Tag 11. Dienstag. 9.4. Verschlafen im Canyon do Verdon

Eigentlich wollte ich früh aufstehen und wandern gehen, aber irgendwie hab ich wohl am Vorabend zu lang Tagebuch geschrieben und habs verpennt. Auf jedenfall ist es schon fast Mittag als ich aufwache. Also laufe ich vom Auto los ein bisschen wandern. Für die Wanderung, die ich hätte machen wollen sind 7 Stunden angesetzt und dafür ist es zuspät zumal ich nicht mal am Ausgangspunkt bin. Der Weg den ich ausprobiere soll eine alte Römerstraße sein, und er gefällt mich nicht. Zuviel Straße, zu wenig Pfad.
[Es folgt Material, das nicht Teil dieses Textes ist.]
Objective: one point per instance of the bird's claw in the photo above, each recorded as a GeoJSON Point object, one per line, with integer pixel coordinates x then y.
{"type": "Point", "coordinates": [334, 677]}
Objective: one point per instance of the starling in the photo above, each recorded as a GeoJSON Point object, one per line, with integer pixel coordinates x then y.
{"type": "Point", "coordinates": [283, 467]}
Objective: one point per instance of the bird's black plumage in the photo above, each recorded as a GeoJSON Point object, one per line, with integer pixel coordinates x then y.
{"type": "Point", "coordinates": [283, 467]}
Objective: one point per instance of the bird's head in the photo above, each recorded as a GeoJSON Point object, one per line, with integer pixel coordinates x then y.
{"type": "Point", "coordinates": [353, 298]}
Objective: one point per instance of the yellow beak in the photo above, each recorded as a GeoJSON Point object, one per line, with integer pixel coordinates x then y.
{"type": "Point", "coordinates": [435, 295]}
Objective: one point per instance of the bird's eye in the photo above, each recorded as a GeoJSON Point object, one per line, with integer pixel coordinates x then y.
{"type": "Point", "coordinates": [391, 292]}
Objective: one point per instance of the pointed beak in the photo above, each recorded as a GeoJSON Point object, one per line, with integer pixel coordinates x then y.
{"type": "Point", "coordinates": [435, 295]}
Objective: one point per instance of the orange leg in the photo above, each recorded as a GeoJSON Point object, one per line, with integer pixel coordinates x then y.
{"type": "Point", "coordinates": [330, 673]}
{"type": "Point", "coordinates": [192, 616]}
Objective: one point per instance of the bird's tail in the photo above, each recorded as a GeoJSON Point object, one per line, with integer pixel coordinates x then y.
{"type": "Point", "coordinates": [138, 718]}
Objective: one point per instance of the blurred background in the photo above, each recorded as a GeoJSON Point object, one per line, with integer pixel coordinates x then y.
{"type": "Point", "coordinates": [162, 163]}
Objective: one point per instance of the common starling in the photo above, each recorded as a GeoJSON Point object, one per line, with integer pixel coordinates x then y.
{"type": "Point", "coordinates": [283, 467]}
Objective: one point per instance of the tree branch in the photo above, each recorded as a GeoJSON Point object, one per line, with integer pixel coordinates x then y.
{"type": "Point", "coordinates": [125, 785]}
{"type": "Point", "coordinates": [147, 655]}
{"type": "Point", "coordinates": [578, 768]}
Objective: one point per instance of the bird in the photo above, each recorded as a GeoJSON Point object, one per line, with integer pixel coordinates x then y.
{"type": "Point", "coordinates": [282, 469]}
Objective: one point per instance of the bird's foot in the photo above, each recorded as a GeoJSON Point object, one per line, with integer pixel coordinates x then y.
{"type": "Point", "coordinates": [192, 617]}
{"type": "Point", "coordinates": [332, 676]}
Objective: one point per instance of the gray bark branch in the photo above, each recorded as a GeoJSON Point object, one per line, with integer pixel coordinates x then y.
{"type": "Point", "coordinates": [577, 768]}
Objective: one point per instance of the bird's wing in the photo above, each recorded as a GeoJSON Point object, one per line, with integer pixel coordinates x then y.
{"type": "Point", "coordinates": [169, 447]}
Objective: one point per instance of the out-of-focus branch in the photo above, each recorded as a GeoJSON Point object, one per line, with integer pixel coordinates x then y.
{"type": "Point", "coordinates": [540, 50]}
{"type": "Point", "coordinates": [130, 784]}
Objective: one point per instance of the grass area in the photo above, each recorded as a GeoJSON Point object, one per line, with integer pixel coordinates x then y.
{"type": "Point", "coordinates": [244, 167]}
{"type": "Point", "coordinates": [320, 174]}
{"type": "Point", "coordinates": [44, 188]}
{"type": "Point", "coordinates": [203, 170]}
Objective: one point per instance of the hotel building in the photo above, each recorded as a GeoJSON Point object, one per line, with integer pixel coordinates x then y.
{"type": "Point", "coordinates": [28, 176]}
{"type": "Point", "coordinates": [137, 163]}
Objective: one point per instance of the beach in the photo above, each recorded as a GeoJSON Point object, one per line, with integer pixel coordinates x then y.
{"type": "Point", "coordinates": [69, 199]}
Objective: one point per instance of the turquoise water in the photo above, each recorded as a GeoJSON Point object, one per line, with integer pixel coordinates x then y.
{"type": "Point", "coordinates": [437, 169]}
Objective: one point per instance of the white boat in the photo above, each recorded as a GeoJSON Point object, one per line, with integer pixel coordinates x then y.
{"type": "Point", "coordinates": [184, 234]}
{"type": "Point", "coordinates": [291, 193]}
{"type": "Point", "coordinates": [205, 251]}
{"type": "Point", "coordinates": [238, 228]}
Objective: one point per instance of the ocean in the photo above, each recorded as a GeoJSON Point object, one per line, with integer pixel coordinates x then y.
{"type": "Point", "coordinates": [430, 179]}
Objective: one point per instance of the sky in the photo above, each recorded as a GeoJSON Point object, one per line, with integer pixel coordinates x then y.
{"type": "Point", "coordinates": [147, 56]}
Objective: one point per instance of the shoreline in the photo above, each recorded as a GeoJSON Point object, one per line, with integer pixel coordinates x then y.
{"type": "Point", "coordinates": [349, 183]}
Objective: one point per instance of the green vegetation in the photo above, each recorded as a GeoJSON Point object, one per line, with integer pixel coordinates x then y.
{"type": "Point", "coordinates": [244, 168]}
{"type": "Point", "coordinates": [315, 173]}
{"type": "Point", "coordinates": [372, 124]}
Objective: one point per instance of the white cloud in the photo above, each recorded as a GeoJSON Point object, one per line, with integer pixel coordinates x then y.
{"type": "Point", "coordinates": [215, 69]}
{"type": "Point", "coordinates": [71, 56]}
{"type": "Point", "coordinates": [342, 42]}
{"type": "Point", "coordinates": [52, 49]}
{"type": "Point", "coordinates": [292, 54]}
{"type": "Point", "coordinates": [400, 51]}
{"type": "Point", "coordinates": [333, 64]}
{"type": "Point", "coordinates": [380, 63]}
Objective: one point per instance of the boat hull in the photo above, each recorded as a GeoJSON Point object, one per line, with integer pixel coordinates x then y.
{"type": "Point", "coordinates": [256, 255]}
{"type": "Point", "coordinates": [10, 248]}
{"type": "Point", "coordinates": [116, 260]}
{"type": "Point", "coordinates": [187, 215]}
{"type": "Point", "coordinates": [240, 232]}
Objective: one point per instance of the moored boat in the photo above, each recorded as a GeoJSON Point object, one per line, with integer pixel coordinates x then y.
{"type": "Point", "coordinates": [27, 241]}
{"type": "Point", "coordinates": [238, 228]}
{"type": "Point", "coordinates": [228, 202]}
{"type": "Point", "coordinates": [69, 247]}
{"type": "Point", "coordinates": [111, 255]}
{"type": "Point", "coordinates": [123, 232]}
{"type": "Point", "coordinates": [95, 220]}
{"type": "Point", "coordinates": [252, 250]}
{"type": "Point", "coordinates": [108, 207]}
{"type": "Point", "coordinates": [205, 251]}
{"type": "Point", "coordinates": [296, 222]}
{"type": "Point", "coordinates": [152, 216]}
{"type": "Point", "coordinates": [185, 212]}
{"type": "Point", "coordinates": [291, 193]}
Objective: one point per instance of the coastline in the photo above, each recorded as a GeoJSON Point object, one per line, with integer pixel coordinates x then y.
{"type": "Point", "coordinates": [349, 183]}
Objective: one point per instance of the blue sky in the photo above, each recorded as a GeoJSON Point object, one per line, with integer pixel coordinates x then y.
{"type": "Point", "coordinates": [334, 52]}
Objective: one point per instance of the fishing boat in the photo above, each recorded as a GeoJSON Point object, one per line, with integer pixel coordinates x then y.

Aber mich zwingt ja nichts und niemand weiterzulaufen also gehe ich zurück zum Landy und fahre weiter. Langsam realisiere ich, dass ich Castellone am Beginn des Canyons liegt und so geniesse ich die amtenbraubende Fahrt durch den Canyon. Mache wie auch so manche Franzosen ein Picknick am Fluss. Die Fahrt durch den Canyon ist atemberaubend. Ich inspiziere einen der beiden Endpunkte der 7 Stunden Wanderung. Denke vielleicht kann ich ja zumindest eine Stunde gehen und dann drehe ich halt um. Aber gleich kurz nach der Beginn gehts in einen langen Tunnel. Im Tunnel steht Wasser und es ist stockdunkel. Fühle mich alleine nicht wohl und beschliesse, dass das so keinen Spass macht. Also fahre ich weiter und entscheide mich für eine wunderbar serpentinenreiche Straße mit gigantischen Aussichtspunkten. Über eben diese Straße gelangt man auch zum anderen Ausgangspunkt der 7 Stunden Wanderung. Hier stehen einige Autos und ich suche einen schönen Parkplatz für den Landy. Der Nachmittag geht dem Ende zu und es kommen einige Wanderer aus dem Canyon. Ich probiere den Weg von dieser Seite ein Stück in den Canyon hinunter. Sehe eine Gemse, aber der Lärm anderer Wanderer vertreibt sie. Ich lerne ein britsches Pärchen kennen, die auch am nächsten Tag die Wanderung machen wollen, und dann mit dem Mountainbike zurück fahren möchten und auch gerade die Strecke inspizieren. Ich bschliesse gleich hier zu nächtigen, mache mir ein Rührei und schlafe im Canyon. Als es dunkel wird, merke ich, dass ich das erste Mal abseits der Zivilisation schlafe. Hier ist es wirklich dunkel. Es gibt keine Straßenlaternen oder der Gleichen.